Rechtliche Folgen der Steuerhehlerei
Strafmaß
Steuerhehlerei ist ein Vergehen. Das Strafmaß sieht Geldstrafe oder Freiheitsstrafe bis zu fünf Jahren vor (§ 374 Abs. 1 AO). In besonders schweren Fällen (beispielsweise bei bandenmäßiger Begehung, § 374 Abs. 2 AO) kann die Freiheitsstrafe bis zu zehn Jahren betragen.
Versuch
Der Versuch der Steuerhehlerei ist nach § 374 Abs. 3 AO strafbar. Bereits das Anstreben, eine unversteuerte Ware zu erwerben oder zu verkaufen, reicht aus, sofern die übrigen Voraussetzungen gegeben sind.
Verjährung
Steuerhehlerei unterliegt der fünfjährigen Verjährungsfrist gemäß § 78 StGB i. V. m. § 376 AO (bei besonders schweren Fällen zehn Jahre). Die Verjährung beginnt mit Abschluss der Hehlereihandlung.
Praxisrelevanz und typische Fallgestaltungen
Beispiele aus der Praxis
Steuerhehlerei spielt insbesondere im Bereich des illegalen Zigarettenhandels, Schwarzalkohols und Mineralölhandels eine Rolle. Ein häufiger Fall ist der Kauf von Zigarettenpackungen aus dem Ausland, auf denen keine deutschen Steuerzeichen angebracht sind.
Abgrenzung zur Strafbarkeit des Besitzes
Als eigenständiger Straftatbestand belegt die Steuerhehlerei auch solche Handlungen mit Strafe, die ansonsten strafrechtlich nicht erfasst wären (z. B. der reine Besitz größerer Mengen illegaler Tabakwaren zum Weiterverkauf).

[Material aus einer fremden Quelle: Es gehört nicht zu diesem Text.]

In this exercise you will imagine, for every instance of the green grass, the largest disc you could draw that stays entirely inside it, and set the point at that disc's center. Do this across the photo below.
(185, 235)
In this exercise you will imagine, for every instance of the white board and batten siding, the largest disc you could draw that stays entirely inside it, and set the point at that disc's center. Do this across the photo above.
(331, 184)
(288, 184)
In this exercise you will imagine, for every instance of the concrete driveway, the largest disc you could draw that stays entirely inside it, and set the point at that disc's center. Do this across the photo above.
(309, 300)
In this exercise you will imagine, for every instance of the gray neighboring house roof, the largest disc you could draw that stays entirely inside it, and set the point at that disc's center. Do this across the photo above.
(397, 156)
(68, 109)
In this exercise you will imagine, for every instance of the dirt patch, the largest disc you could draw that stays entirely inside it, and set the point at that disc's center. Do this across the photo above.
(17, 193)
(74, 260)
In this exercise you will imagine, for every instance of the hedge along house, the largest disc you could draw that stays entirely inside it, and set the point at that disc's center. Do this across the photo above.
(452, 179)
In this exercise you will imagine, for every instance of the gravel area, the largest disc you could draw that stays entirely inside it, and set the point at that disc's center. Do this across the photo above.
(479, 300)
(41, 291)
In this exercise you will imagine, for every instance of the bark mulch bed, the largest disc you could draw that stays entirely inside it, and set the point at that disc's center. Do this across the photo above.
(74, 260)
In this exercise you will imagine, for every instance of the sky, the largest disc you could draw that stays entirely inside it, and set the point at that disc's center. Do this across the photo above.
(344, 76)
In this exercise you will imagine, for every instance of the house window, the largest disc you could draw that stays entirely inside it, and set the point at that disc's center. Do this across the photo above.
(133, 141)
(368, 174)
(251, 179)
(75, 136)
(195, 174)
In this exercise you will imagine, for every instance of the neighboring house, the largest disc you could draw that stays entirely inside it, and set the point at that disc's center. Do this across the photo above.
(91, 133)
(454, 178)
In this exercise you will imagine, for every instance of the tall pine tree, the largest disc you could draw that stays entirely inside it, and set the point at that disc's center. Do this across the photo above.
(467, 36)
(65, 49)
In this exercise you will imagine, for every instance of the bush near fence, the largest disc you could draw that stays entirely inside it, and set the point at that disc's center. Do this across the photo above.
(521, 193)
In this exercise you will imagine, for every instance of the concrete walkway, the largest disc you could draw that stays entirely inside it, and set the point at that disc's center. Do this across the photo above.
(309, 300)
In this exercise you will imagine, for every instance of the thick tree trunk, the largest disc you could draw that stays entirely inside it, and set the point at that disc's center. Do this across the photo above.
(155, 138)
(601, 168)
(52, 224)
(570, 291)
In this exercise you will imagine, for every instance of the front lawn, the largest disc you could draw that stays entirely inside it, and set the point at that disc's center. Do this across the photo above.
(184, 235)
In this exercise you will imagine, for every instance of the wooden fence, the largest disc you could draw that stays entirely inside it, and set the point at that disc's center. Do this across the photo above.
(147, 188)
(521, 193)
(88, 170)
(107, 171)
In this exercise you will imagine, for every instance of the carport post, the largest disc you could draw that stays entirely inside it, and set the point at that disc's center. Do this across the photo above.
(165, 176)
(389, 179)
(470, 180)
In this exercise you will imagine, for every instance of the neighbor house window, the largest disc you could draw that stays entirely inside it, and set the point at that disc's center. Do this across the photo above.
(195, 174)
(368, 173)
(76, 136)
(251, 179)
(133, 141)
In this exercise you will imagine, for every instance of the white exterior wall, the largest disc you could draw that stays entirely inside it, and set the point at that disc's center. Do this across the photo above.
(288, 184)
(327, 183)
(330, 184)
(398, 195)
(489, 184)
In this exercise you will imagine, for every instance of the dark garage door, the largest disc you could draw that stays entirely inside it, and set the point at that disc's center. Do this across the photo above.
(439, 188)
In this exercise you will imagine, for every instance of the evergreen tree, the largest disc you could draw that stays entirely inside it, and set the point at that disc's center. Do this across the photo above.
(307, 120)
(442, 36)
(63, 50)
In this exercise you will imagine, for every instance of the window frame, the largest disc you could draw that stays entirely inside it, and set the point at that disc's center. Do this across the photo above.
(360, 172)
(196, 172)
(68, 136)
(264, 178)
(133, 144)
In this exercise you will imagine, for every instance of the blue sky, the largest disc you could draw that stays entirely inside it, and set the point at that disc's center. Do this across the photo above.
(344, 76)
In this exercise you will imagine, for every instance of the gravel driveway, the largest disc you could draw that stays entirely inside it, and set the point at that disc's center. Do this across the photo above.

Steuerhehlerei im Verhältnis zur Steuerhinterziehung
Tatbestandliche Abgrenzung
Während die Steuerhinterziehung auf die Nichtabführung von Steuern abzielt, ist die Steuerhehlerei auf den Umgang mit Waren gerichtet, denen diese Steuerhinterziehung anhaftet. Täter der Steuerhinterziehung und Täter der Steuerhehlerei dürfen personell nicht identisch sein; andernfalls liegt keine Steuerhehlerei, sondern nur Steuerhinterziehung vor.
Kombination mit anderen Delikten
In der Praxis sind häufig Mehrfachstraftaten anzutreffen, etwa in Verbindung mit Steuerordnungswidrigkeiten, Urkundendelikten (beispielsweise Fälschung von Steuerzeichen) und Delikten gegen das Zollrecht.
Gesetzgeberische Ziele und Bedeutung der Vorschrift
Zielsetzung
Der Straftatbestand der Steuerhehlerei dient der Sicherung des Steueraufkommens und der Abschreckung gegen den illegalen Handel mit unversteuerten Waren, insbesondere im Bereich der Verbrauchssteuern.
Bedeutung im Steuerstrafrecht
Steuerhehlerei, als Annexdelikt zur Steuerhinterziehung, stellt ein bedeutendes Instrument zur Bekämpfung des illegalen Warenverkehrs dar und verhindert, dass Steuerstraftaten durch Dritte ausgenutzt und wirtschaftlich verwertet werden können.